O valor do sugestivo
Crítica de Boi, da SerTão Teatro Infinito Cia., de Goiânia, programação do Palco Giratório
Boi é um trabalho concebido a partir da utilização expressiva de recursos escassos. Em cena há apenas uma mesa e dois panos, um preto e outro vermelho. A natureza genuinamente teatral do projeto já se evidencia no modo com que esses poucos elementos são manipulados para sugerir variadas imagens numa encenação em que o insinuado vale bem mais do que o concretizado.
Único ator presente no palco, Guido Campos Correa se multiplica entre determinados personagens ao contar a história de Zé Argemiro, rapaz da roça que trava vínculo inquebrantável com o boi Dourado, a despeito das restrições da mãe e da fúria da mulher, Das Dores, que se sente desfavorecida diante do animal.

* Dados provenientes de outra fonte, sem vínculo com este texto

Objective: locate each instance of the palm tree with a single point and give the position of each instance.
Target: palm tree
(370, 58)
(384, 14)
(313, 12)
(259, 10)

Para diferenciar os personagens, o ator oscila entre composição marcada (no caso da mãe) e um tom mais neutro empregado na esfera da narração. É amparado pelo trabalho corporal de Hugo Rodas – que acumula as funções de diretor, adaptador (do texto original, de Miguel Jorge), cenógrafo, figurinista e iluminador. Há bons momentos sem texto, a exemplo da cena do grito mudo de Das Dores, e imagens poderosas, como a da máscara de boi (criação de Maria Aparecida).
Em certos instantes, o diretor Hugo Rodas entrelaça, de maneira mais destacada, a jornada de Zé Argemiro com evocação da cultura popular brasileira. A iluminação, calorosa, prioriza o vermelho. A trilha sonora, de Victor Pimenta, impõe gravidade à cena, mas se torna excessivamente interveniente ao longo da apresentação.
Infelizmente, na sessão realizada no Espaço Cultural Escola Sesc, o ator incorreu numa interatividade um tanto vazia com a plateia, composta, em sua maioria, por adolescentes, com o provável intuito de seduzi-los para uma montagem que, em princípio, estaria distante do mundo de referências contemporâneas ostentadas pela juventude de hoje. A barganha com o espectador, que começa desde a entrada do teatro por meio da distribuição de bandeirinhas coloridas, fica ainda mais concreta através de interrupções nas quais o ator desce para conversar com o público, desvirtuando a especificidade do trabalho. Esse tipo de procedimento não aproxima verdadeiramente a plateia da proposta da SerTão Teatro Infinito Cia., de Goiânia, conhecida, anteriormente, pelo belo solo A terceira margem do rio, apropriação cênica de Henrique Rodovalho, com o mesmo Guido Campos Correa, da obra de Guimarães Rosa.
Daniel Schenker é doutorando da UNIRIO.